A world-renowned expert in bone marrow transplantation, Santos founded the Oncology Center's bone marrow transplant program and served as its director from 1968 until his retirement in 1994. Among his extensive research and clinical accomplishments was development of the regimen to prepare patients for the procedure by using the anticancer drugs busulfan and cytoxan, which quickly became the worldwide standard. His animal studies in transplantation biology continue to serve as guides in the development of new therapeutic approaches.

"As one of the first Oncology Center faculty members, George Santos played a critical role in establishing the field of oncology as a specialty. I was privileged to have worked with him and learned from him as an oncology fellow and later as a colleague," says Martin Abeloff, director of the Oncology Center. "Many of the great strides we have made today in bone marrow transplantation as therapy for cancer and other diseases can be directly traced to the early research of Dr. Santos."

In 1960, when he was a fellow at Hopkins, Santos conducted the institution's first marrow transplantation studies in animals. He performed his first human bone marrow transplant in 1968 in the Hopkins Oncology Unit at Baltimore City Hospital, now known as Johns Hopkins Bayview Medical Center. Throughout his long career at Hopkins, he was instrumental in developing what is considered today the standard of care in marrow transplantation.

In addition to the preparative regimen, which provided an alternative to total body radiation, he was among the first to test the drug cyclosporine for the treatment of life-threatening transplantation complication known as graft-versus-host disease. Other research included the use of the drug 4-HC to purge patients' diseased marrow of cancer cells, allowing them to self-donate; treatments to prevent and manage opportunistic infections in immuno-compromised bone marrow transplant patients; and techniques in T-cell depletion that reduced both complications and relapses.

Recognizing the urgency of effective cancer treatments, Santos was among the first "translational" scientists to focus on moving laboratory discoveries rapidly from the bench to the bedside. His dedication to his patients was always evident. His office contained a wall of photographs of the patients he had treated, and one of his fondest memories was of attending the wedding of a patient he had cared for 15 years earlier. So important to Santos were his patients that when he retired, Hopkins honored him with a reunion of more than 200 transplant patients he and his staff had treated over his career.

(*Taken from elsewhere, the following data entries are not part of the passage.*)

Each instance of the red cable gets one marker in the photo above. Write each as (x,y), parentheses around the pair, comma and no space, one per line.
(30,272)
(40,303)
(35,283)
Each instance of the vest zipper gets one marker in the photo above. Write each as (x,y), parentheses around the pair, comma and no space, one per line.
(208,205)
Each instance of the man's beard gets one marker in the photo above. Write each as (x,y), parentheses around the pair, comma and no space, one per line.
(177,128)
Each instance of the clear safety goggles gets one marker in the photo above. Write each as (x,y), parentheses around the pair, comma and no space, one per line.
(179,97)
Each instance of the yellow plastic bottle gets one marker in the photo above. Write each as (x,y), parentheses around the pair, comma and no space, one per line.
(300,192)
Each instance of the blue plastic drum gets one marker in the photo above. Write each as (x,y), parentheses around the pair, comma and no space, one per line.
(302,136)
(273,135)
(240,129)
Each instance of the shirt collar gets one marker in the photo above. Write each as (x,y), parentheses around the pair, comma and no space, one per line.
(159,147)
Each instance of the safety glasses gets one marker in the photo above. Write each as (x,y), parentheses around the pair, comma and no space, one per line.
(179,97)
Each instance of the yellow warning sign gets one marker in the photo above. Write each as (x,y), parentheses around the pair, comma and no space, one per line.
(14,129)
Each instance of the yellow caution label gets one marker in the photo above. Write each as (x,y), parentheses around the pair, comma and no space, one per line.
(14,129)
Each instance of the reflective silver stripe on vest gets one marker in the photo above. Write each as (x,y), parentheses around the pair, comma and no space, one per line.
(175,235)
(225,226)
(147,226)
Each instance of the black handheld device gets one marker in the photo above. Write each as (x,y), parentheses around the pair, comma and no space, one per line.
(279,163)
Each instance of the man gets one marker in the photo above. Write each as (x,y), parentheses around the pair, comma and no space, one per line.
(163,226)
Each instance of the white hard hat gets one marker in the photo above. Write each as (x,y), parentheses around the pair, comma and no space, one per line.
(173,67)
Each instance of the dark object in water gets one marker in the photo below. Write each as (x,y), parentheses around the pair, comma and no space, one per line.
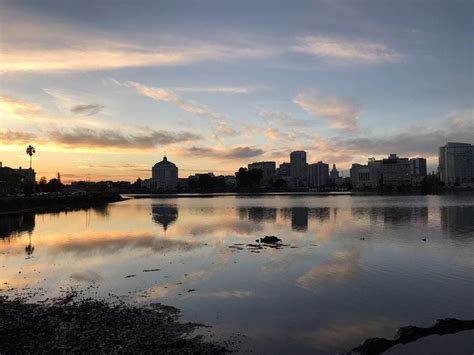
(374,346)
(91,326)
(270,239)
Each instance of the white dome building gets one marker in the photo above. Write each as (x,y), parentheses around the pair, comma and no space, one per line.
(164,175)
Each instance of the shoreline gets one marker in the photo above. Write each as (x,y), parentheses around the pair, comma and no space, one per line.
(286,193)
(55,203)
(85,325)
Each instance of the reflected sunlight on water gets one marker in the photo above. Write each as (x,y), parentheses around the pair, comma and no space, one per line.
(354,267)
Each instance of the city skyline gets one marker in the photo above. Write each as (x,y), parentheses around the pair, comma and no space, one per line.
(105,97)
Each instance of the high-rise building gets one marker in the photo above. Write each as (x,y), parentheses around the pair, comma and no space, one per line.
(299,167)
(418,167)
(396,171)
(318,174)
(268,168)
(392,171)
(284,169)
(456,164)
(361,176)
(334,173)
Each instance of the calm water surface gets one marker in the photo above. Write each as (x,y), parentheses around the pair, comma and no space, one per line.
(323,293)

"A whole generation of Hopkins-trained translational scientists looked to George as their intellectual and spiritual mentor," says Richard Jones, professor of oncology and current director of the Hopkins bone marrow transplant program. "The world of biomedical science has recently embraced the concept of translational research, but George was showing the Hopkins community how to do this long before it was in vogue."

The Hopkins Oncology Center's inpatient bone marrow transplantation unit was named in Santos' honor at the opening of the new clinical facilities last year.

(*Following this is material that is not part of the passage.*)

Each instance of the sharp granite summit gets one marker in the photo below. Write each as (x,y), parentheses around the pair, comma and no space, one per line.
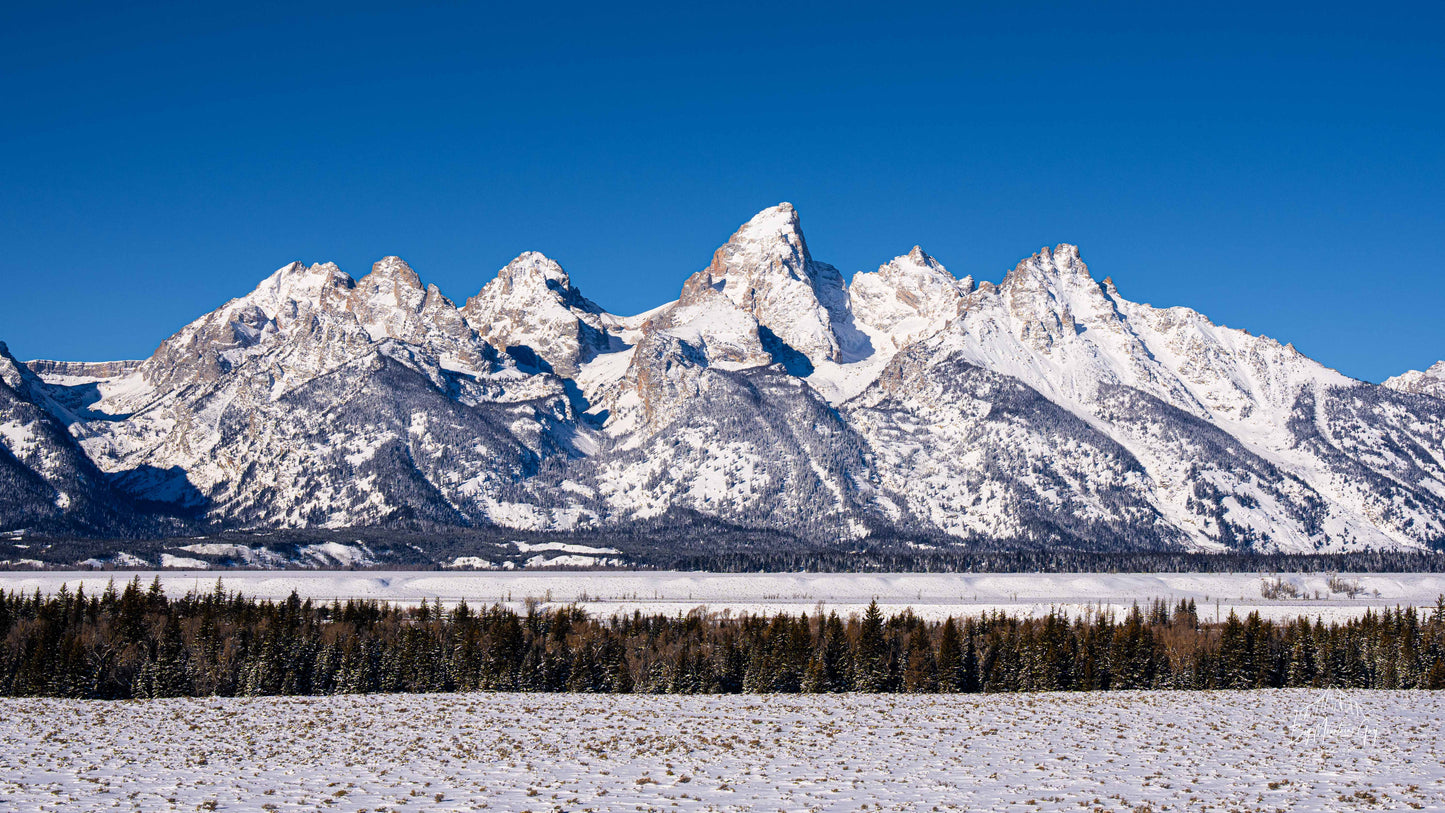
(772,394)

Among the other honors he garnered for his significant contributions to oncology were the Bristol Myers Squibb Award for Distinguished Achievement in Cancer Research and the American Society for Blood and Marrow Transplantation Lifetime Achievement Award.

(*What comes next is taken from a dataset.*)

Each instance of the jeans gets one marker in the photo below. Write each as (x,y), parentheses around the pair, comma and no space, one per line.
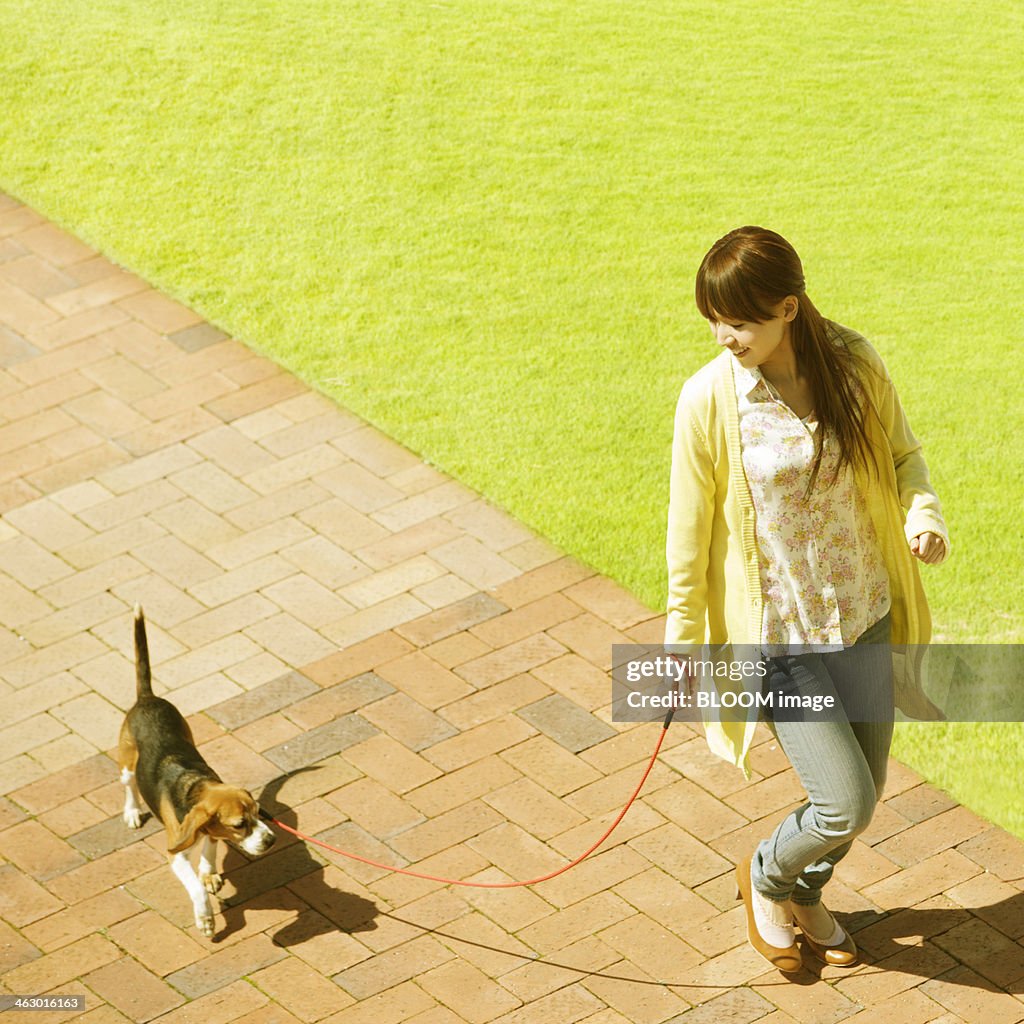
(841,764)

Santos received a bachelor's degree in quantitative biology and a master's degree in physical biology from MIT. He received his medical degree and completed a residency and fellowship at Johns Hopkins. He developed an interest in bone marrow transplantation while serving in the Naval Reserves at the U.S. Naval Radiologic Defense Laboratory in San Francisco from 1956 to 1958.

Following his retirement in 1994, Santos moved to Hilton Head, S.C. He is survived by his wife, Carole, and four children by his first wife, Joanne. The family requests that any donations made in his honor be sent to the Johns Hopkins Oncology Center's Bone Marrow Transplant Patient and Family Fund.